Secondly, a generalized regression neural network (GRNN) was used for model development that could predict drug release from printed tablets. This network was built using TIBCO Statistica^® Software 13.5.0 (StatSoft Inc).

For both networks, input variables were: X1, tablet thickness (from 0.75–3.00 mm) and X2, ATH loading (from 5% to 20%). Dependent variables (outputs) were: percent of drug release after 15 min (Y1), 30 min (Y2), 60 min (Y3), 120 min (Y4), 240 min (Y5) and 360 min (Y6).

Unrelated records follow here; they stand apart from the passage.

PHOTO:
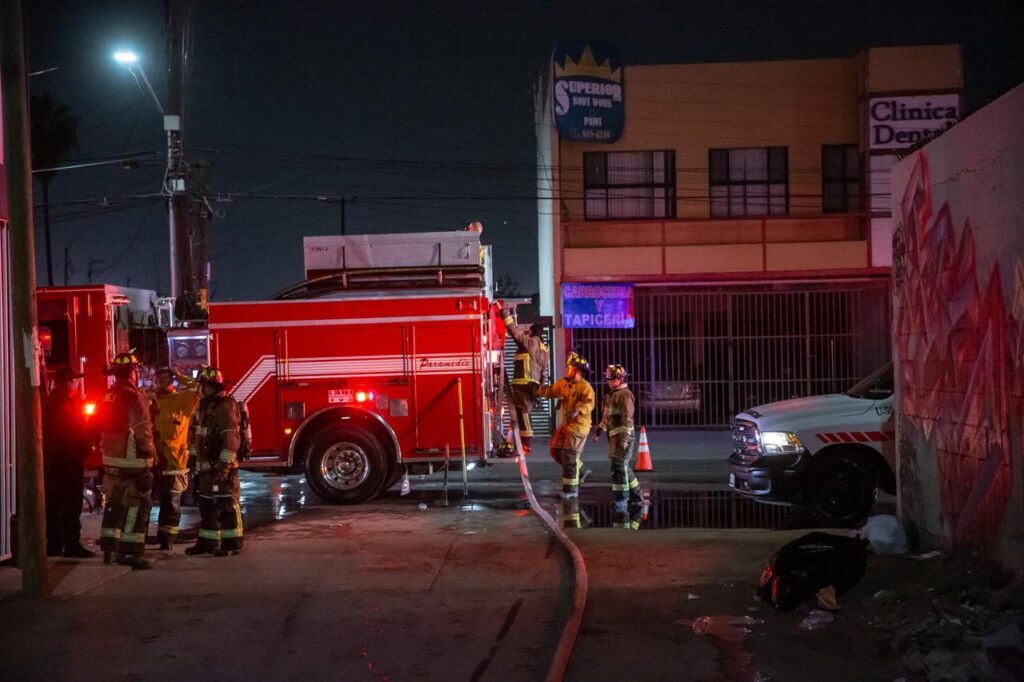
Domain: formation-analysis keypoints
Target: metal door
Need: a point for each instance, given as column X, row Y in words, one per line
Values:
column 698, row 355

Data from 23 experimental runs were divided in training, validation and test sets (17:4:2). The best network was chosen based on the least RMS values for training, validation and test data set.

4. Conclusions

In this study, the possibility of successful fabrication of tablets with immediate- and modified-release characteristics containing different drug loadings with DLP 3D printing has been demonstrated. This further emphasizes the potential of this technology in the production of more acceptable dosage forms containing doses that are adjusted to the patient’s characteristics, which is particularly important for pediatric and geriatric populations, resulting in favorable therapy outcomes and adherence, and reduction of adverse effects and drugs toxicity.